3
$\begingroup$

Refering to a question previously asked Jacobian matrix of the Rodrigues' formula (exponential map). It was suggested in one of the answer to only calculate simpler Jacobian $\left.\frac{\partial}{\partial \mathbf p}\exp(\hat{\mathbf p})\right|_{\mathbf p=\mathbf 0}$ with $\exp(\hat{\mathbf p})$ being identity.

Similar idea is suggested in a technical report on Minimization on the Lie Group SO(3) and Related Manifolds .

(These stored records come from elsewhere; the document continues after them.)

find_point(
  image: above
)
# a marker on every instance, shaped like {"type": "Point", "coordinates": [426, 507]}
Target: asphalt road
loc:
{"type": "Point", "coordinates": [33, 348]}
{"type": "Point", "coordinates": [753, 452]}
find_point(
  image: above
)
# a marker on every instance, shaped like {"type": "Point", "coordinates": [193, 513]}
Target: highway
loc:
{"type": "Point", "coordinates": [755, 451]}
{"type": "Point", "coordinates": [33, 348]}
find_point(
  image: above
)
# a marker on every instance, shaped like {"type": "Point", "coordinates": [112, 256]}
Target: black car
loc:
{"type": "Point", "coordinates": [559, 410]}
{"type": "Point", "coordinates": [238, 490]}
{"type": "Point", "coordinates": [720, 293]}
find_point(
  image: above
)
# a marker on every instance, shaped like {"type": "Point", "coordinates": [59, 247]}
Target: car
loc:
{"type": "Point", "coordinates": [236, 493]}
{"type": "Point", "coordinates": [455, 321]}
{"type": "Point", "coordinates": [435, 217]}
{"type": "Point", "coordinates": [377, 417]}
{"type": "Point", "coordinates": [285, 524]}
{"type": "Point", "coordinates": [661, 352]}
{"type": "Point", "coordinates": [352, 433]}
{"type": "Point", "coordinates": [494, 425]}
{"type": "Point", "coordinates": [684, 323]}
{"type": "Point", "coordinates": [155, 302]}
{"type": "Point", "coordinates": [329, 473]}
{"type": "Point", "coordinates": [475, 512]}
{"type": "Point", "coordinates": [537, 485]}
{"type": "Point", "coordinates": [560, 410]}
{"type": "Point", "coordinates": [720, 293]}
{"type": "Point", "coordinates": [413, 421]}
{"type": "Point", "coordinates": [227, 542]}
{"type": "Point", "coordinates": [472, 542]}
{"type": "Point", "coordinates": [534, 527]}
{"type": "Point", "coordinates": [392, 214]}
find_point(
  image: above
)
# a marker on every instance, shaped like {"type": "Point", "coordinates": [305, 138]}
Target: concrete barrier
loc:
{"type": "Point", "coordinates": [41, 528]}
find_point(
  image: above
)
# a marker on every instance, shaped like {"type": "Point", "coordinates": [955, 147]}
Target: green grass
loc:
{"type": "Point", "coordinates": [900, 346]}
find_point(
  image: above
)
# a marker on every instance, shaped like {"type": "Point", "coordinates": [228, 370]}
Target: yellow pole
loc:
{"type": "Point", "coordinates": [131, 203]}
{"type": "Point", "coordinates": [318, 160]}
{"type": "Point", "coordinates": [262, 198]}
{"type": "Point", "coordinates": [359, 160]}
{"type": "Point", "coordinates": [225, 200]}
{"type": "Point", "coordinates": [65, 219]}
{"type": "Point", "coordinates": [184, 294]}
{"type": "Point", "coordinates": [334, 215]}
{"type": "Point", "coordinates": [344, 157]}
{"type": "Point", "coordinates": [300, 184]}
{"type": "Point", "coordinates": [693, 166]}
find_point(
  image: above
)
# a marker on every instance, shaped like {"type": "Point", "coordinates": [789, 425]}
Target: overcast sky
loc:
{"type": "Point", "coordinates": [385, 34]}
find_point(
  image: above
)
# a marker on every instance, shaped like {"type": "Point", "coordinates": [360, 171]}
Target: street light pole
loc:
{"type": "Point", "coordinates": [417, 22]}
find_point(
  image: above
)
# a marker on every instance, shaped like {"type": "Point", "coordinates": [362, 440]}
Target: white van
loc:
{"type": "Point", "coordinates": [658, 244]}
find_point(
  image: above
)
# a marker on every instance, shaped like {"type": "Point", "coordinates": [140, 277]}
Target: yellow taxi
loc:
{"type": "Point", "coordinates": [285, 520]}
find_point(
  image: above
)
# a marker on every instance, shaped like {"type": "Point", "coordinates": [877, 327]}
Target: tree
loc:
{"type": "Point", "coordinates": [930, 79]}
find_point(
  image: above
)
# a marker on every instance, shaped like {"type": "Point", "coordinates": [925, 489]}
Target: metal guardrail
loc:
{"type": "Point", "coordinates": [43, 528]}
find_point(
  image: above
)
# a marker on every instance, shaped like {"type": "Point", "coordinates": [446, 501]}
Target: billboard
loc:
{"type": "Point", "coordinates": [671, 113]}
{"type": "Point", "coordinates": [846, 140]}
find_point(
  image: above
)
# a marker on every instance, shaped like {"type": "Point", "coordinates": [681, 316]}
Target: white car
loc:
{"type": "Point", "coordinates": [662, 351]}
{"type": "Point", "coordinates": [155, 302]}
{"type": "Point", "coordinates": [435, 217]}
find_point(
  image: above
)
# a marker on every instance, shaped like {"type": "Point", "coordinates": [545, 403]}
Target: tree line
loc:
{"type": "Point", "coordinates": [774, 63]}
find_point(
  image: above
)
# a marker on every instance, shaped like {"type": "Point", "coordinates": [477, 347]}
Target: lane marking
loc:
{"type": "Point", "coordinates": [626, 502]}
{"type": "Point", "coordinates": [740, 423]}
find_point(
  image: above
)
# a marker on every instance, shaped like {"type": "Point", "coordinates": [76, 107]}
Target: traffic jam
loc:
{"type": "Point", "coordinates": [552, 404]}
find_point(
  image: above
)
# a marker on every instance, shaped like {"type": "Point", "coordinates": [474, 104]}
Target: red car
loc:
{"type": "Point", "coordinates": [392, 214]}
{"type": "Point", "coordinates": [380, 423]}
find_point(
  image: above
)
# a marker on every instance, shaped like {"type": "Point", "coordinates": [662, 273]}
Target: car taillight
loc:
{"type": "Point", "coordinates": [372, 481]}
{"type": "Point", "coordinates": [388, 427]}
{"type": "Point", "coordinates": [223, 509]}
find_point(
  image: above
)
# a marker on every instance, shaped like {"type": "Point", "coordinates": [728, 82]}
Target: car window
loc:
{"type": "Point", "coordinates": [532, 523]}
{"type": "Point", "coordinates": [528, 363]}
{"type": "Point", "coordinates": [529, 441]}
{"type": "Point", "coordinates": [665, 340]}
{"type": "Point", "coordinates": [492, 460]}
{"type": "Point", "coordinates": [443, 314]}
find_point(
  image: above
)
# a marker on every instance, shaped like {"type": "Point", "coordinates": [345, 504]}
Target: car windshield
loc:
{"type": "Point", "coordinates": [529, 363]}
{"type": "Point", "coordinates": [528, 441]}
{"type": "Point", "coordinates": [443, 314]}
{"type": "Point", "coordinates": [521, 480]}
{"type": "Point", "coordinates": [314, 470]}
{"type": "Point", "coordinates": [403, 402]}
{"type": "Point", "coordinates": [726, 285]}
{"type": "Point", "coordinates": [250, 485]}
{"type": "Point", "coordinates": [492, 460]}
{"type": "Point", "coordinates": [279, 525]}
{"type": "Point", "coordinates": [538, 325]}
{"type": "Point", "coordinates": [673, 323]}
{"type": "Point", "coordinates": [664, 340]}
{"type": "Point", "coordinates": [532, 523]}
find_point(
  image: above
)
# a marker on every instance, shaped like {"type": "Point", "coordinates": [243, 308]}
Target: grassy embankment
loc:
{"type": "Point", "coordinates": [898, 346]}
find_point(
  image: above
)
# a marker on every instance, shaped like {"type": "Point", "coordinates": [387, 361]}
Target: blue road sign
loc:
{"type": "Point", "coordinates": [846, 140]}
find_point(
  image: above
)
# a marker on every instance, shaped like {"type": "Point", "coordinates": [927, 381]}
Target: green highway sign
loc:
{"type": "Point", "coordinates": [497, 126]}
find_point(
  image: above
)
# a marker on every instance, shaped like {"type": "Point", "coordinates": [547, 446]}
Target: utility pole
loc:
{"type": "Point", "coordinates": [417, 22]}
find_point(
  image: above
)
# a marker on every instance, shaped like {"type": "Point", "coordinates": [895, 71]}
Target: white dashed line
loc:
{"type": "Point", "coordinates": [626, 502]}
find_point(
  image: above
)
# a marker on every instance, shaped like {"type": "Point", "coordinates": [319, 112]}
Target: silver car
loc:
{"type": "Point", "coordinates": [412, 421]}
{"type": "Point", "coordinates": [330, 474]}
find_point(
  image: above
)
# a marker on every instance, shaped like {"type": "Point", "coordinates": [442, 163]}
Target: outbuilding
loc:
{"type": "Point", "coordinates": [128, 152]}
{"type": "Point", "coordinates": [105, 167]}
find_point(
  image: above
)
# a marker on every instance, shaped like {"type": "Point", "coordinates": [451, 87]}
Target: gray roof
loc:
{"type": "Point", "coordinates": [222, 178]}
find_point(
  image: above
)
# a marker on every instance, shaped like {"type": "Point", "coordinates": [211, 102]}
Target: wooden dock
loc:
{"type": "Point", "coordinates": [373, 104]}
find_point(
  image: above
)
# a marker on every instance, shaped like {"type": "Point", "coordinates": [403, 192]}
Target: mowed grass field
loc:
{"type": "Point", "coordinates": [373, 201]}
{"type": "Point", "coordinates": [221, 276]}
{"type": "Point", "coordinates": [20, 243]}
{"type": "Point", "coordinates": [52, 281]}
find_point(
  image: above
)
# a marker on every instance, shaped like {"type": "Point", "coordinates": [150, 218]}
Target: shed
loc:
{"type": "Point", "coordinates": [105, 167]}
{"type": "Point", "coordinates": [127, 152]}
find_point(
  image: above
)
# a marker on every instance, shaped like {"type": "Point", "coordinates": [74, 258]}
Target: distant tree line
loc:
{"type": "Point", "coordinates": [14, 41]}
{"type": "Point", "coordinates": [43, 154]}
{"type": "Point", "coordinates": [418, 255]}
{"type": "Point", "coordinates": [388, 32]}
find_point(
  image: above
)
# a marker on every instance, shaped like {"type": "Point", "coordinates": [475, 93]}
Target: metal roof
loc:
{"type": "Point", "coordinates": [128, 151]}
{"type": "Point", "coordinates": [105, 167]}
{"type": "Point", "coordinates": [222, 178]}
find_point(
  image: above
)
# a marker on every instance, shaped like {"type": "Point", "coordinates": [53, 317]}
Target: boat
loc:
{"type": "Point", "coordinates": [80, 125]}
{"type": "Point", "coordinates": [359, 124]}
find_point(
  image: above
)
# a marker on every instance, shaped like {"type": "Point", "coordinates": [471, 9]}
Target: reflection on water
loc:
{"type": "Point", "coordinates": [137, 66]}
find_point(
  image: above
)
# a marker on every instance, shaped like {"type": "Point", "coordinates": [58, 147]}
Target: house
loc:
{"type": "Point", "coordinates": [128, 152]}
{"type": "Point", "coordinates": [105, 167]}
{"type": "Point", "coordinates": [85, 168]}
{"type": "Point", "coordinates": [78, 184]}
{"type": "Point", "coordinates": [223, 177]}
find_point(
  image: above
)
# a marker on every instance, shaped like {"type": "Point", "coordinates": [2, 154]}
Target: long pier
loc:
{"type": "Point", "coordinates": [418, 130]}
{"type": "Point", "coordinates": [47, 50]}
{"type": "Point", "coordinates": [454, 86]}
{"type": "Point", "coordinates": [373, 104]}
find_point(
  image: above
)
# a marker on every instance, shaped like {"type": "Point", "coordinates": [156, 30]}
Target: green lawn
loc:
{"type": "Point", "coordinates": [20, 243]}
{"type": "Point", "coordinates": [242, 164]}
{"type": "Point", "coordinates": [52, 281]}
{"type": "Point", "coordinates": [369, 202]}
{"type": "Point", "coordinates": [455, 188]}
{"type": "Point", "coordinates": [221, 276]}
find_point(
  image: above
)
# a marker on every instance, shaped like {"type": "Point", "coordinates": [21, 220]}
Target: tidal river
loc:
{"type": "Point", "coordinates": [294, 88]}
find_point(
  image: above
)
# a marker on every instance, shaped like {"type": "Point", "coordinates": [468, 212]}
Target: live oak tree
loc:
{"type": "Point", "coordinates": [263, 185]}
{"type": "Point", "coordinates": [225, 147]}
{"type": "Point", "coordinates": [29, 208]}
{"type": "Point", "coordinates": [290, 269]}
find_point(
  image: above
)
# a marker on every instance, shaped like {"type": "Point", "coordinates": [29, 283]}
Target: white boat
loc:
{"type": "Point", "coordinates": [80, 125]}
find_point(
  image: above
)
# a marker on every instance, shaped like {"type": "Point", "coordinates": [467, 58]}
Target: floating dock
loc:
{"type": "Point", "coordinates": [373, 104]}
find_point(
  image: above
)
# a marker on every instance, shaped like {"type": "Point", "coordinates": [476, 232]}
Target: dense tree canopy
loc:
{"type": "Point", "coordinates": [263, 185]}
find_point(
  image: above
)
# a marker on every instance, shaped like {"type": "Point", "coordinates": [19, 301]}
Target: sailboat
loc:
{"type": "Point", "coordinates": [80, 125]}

Using Gauss-Newton based strategy, it was suggested to solve for $\delta$:

$$ \mathtt J^\top\mathtt J \delta = -\mathtt J^\top f(\mathtt R^{(m)})$$

Final update rule: $$ \mathtt R^{(m+1)}= \exp(\hat\delta)\cdot \mathtt R^{(m)}.$$

Since, Gauss-Newton stems from the Taylor series approximation. To optimize an objective function $\mathcal O(\mathtt R^{(m)})$: $$\mathcal O(\mathtt R^{(m+1)}) \approx \mathcal O(\mathtt R^{(m)}) + \mathbb g^\top\delta + \delta^\top \mathtt H \delta$$

The gradient $\mathbb g$ and Hessian $\mathtt H$ are calculated at the point corresponding to $\mathtt R^{(m)}$ which is initially $\mathbf p = \mathbf 0$.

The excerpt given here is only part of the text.